Conclusion: violation (unanimously).
Article 3 (substantive aspect): The Court found on the basis of the materials before it that the operation by the security forces had been prompted by the prisoners’ mass hunger strike in protest at the conditions of detention and was not a general search or preventive measure. The applicants’ submission that the officers concerned were wearing masks was credible in view of the involvement of a special forces unit equipped and trained for antiterrorist operations. While before the impugned operation almost all the prisoners in the jail had united in expressing quite specific complaints against the administration, not a single complaint was recorded after the operation took place. Such a drastic change, in a matter of hours, from explicitly manifested unanimous dissent to complete acceptance could only be explained by indiscriminate brutality towards the prisoners having taken place. Lastly, the applicants had not been given any chance to prepare for their transfers to the SIZOs following the operation: they had not been allowed to collect their personal belongings or even to dress appropriately for the weather conditions. Such a course of events was conceivable against a background of violence and intimidation. In the light of all the foregoing inferences and the Government’s silence on the applicants’ factual submissions, the Court considered it established to the requisite standard of proof that the applicants had been subjected to the treatment complained of.
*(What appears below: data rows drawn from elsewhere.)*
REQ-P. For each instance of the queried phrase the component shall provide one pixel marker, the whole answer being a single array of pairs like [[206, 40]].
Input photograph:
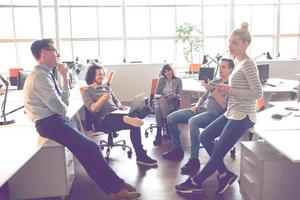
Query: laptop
[[138, 101], [263, 72], [206, 73]]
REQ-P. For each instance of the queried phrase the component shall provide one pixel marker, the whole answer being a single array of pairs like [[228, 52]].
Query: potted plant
[[190, 36]]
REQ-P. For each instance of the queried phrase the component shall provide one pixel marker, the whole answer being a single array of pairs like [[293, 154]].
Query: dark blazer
[[176, 87]]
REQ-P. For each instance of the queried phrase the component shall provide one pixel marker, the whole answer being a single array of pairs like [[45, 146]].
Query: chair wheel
[[107, 152], [232, 153], [129, 154]]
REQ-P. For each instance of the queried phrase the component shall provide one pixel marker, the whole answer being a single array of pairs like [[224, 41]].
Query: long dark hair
[[165, 68], [91, 72]]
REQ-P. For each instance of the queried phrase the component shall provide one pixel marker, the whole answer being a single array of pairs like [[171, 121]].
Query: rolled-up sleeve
[[65, 96], [45, 90], [88, 100]]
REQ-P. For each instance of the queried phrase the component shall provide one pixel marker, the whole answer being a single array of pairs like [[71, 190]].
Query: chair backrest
[[194, 68], [260, 104], [152, 91], [153, 86], [22, 75]]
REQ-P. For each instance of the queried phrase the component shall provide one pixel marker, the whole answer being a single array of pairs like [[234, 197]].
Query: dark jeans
[[230, 131], [115, 122], [61, 130]]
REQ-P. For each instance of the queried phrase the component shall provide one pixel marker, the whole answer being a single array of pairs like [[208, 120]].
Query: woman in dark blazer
[[167, 94]]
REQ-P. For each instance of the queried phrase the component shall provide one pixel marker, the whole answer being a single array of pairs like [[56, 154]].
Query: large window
[[144, 30]]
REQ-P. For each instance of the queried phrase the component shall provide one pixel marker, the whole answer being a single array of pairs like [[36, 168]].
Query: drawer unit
[[265, 174]]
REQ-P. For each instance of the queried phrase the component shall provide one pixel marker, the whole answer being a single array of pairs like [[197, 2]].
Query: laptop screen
[[263, 71], [206, 73]]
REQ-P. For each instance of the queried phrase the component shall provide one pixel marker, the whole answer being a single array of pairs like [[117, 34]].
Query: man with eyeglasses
[[46, 105]]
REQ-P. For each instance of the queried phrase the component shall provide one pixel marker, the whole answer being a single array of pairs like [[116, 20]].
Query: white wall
[[132, 79], [285, 69]]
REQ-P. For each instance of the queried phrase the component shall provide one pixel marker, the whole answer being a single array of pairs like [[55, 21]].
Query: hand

It was a commonly accepted fact that the protests by the prisoners had been confined to peaceful refusals to eat prison food, without a single violent incident being reported. They had demonstrated a willingness to cooperate with prison department officials. Moreover, the prison was under a minimum security level because all the inmates were serving a first sentence in respect of minor or medium-severity criminal offences. Nevertheless, the operation had taken place following prior preparations, with the involvement of specially trained personnel. The officers involved outnumbered the prisoners by more than three to one. The prisoners had not received the slightest warning of what was about to happen. As regards the only two instances where the use of force had been acknowledged by the domestic authorities, no attempt had been made by the officials concerned to show that it had been necessary. Instead, all the reports contained identical formalistic wording and referred to unspecified physical resistance by the prisoners to the officers conducting the search. Furthermore, all the prisoners in question had been beaten on the buttocks, an action that appeared to be demeaning and retaliatory, rather than aimed at overcoming physical resistance. While it was impossible for the Court to establish the seriousness of all the bodily injuries and the level of the shock, distress and humiliation suffered by every single applicant, there was no doubt that the authorities’ unexpected and brutal action was grossly disproportionate and gratuitous, taken with the aim of crushing the protest movement, punishing the prisoners for their peaceful hunger strike and nipping in the bud any intention of their raising complaints. It must have caused severe pain and suffering and, even though it had not apparently resulted in any long-term damage to their health, could only be described as torture.
Conclusion: violation (unanimously).
The Court also found a violation of Article 1 of Protocol No. 1 on account of a failure by the prison administration to return the applicants’ personal belongings.
Article 41: EUR 25,000 each in respect of non-pecuniary damage.